Secondo le tre risoluzioni approvate dal Parlamento europeo giovedì, per poter fare di più l'Unione deve attuare una riforma profonda attraverso la valorizzazione del Trattato di Lisbona esistente, la riforma dei trattati e il rafforzamento della zona euro.

La prima risoluzione, redatta da Mercedes Bresso (S&D, IT) e da Elmar Brok (PPE, DE), si concentra sulla valorizzazione del Trattato di Lisbona esistente, ed è stata approvata con 329 voti a 223 e 83 astensioni.

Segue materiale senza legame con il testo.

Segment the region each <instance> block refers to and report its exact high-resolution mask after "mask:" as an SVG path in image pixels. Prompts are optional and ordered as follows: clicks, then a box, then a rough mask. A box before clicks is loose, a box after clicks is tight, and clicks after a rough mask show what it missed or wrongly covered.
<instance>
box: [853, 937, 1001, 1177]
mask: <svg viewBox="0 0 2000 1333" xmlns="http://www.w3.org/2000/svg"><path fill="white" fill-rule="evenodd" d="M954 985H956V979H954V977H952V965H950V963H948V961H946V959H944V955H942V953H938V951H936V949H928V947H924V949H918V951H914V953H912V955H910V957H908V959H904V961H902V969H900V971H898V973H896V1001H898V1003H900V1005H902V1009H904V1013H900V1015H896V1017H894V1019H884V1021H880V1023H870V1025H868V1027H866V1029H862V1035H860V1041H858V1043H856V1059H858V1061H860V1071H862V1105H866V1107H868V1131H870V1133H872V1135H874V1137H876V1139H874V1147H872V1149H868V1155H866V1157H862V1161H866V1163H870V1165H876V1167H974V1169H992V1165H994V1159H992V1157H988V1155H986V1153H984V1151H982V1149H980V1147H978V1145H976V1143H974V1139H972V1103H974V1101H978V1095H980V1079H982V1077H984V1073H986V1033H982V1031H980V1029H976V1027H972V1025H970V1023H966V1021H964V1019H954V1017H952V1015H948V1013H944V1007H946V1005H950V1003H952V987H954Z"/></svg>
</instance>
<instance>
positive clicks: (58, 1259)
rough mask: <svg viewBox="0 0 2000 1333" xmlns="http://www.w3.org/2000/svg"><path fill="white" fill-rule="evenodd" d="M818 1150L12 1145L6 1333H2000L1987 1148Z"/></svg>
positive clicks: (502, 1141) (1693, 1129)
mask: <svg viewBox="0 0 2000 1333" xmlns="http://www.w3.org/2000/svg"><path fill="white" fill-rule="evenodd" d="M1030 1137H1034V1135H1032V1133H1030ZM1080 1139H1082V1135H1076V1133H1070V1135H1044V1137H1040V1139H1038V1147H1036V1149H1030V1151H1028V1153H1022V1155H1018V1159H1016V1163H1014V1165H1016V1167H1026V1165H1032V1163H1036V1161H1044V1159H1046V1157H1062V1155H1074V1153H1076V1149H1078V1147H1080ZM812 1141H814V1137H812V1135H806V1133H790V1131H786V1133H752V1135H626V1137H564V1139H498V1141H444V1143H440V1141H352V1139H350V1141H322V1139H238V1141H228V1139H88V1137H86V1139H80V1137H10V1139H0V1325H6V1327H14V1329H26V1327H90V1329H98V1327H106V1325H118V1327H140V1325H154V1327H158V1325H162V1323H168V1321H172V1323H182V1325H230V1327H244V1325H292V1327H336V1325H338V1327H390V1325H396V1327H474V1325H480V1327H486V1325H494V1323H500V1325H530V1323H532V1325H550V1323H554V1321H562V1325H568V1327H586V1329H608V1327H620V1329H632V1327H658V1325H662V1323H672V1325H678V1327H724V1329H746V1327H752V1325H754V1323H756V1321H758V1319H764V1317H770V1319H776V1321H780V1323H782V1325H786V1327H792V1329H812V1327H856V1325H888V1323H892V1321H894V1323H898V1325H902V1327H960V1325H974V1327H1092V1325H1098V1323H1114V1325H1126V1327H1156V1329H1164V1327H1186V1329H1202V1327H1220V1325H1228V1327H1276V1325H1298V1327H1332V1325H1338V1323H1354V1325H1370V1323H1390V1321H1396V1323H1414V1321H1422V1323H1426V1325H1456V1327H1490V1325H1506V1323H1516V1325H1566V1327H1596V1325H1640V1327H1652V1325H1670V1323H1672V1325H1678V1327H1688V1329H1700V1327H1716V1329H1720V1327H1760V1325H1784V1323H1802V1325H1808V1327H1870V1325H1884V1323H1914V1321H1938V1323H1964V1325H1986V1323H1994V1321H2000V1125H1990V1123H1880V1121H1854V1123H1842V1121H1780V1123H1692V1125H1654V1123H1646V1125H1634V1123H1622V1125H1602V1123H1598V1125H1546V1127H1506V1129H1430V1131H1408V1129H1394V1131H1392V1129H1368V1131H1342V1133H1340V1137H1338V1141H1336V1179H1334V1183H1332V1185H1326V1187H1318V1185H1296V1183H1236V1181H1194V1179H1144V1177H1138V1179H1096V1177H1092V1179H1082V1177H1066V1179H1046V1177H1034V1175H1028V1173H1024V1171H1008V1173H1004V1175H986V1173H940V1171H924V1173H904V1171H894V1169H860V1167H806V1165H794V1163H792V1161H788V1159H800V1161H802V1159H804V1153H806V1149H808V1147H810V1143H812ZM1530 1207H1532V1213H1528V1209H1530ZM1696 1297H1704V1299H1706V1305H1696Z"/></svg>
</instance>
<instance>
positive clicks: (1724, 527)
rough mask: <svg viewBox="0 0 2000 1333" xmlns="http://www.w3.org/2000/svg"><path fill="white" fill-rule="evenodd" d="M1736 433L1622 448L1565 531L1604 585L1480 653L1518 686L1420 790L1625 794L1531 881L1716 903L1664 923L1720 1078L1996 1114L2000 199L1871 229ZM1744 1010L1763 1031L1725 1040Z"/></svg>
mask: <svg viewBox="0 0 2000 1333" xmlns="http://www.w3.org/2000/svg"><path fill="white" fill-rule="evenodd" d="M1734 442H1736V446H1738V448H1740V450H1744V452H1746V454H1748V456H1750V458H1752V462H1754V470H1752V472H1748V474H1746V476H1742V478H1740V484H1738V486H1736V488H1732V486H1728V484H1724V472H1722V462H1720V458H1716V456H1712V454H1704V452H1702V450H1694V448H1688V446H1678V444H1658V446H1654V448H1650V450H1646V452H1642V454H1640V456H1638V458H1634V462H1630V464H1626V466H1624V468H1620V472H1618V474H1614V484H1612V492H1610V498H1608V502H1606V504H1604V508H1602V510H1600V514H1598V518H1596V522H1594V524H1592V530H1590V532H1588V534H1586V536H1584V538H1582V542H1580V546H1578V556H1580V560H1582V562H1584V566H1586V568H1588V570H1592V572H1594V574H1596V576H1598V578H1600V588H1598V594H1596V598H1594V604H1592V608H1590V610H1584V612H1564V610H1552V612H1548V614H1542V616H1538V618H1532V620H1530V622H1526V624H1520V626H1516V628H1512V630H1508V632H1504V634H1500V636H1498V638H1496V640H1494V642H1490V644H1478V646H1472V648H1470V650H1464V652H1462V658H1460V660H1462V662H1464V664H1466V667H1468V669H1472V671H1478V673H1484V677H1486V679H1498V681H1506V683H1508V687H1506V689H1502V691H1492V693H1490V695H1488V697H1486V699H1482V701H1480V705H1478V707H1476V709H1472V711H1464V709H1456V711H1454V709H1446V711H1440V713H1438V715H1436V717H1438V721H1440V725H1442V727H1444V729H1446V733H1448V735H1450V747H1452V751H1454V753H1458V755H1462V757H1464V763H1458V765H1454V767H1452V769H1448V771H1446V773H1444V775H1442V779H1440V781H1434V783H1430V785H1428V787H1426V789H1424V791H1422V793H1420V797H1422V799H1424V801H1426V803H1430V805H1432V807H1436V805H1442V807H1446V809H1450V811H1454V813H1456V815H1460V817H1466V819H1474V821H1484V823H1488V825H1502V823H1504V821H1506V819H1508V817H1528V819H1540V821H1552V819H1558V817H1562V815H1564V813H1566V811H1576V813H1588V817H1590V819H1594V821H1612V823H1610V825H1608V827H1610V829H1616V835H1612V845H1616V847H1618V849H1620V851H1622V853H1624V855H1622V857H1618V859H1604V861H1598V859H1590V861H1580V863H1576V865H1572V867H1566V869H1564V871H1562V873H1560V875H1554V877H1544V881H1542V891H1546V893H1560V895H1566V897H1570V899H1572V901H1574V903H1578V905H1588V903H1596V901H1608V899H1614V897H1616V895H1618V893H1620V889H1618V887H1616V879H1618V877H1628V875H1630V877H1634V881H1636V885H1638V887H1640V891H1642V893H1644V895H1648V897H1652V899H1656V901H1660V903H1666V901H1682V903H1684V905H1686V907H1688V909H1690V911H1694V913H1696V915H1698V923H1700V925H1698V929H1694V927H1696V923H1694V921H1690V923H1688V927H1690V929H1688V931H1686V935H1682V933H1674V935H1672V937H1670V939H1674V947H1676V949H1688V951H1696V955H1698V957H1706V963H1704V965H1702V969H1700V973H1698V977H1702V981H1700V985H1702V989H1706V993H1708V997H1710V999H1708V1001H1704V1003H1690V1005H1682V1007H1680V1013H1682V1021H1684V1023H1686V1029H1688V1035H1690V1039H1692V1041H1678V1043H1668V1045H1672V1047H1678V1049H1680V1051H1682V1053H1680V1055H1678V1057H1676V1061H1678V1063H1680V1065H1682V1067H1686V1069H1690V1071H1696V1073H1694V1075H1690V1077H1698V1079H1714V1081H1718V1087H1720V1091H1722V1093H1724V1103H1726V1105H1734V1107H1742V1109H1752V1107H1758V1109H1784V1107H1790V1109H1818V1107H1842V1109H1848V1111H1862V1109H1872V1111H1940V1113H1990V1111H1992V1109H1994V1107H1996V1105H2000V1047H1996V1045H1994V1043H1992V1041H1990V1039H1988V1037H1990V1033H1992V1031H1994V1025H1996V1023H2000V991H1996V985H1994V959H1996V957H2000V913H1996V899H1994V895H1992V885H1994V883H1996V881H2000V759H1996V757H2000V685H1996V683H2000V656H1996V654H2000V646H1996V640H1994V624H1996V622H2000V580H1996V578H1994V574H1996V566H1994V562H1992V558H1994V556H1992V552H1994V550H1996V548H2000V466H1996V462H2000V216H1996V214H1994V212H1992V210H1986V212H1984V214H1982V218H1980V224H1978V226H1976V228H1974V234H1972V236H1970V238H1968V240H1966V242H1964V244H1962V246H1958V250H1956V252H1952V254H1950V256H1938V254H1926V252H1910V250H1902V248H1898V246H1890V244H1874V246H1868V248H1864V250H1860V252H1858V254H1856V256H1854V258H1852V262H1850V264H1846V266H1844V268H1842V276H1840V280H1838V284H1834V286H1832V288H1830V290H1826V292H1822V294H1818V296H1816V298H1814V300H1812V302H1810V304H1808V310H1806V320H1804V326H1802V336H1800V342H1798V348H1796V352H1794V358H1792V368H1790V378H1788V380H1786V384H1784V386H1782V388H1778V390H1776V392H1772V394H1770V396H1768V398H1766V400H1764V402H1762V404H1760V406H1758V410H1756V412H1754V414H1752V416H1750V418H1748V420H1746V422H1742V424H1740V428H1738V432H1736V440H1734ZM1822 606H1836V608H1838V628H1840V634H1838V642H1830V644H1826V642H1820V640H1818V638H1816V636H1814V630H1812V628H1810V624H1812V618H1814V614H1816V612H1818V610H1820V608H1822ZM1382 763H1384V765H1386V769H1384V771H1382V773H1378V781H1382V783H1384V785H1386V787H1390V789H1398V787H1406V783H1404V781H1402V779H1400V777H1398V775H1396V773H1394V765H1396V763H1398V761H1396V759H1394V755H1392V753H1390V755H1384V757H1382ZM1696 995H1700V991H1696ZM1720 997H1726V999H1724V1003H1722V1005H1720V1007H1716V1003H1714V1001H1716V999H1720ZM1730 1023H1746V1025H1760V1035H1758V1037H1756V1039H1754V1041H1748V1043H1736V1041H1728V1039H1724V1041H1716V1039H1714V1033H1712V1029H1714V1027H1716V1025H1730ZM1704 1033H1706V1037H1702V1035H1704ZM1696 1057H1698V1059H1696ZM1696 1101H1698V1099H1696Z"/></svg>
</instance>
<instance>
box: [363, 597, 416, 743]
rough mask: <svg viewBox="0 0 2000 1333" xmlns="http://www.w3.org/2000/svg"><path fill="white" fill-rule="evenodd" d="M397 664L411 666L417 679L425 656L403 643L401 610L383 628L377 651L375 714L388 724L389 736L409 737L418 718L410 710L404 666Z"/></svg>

La seconda risoluzione, redatta da Guy Verhofstadt (ALDE, BE), valuta la possibilità di muoversi al di fuori degli strumenti attualmente a disposizione e suggerisce varie riforme del Trattato di Lisbona nei settori della governance economica, della politica estera, dei diritti fondamentali e della trasparenza.

La terza risoluzione, redatta da Reimer Böge (PPE, DE) e da Pervenche Berès (S&D, FR), propone di ravvicinare le economie della zona euro e renderle più resistenti agli shock esterni. Si delinea una strategia di convergenza finanziata da uno specifico bilancio della zona euro finanziato dai suoi Stati membri.

Tutte queste proposte fanno parte di un pacchetto che mira a chiarire la posizione del Parlamento sul futuro dell'UE, prima del 60° anniversario del Trattato di Roma.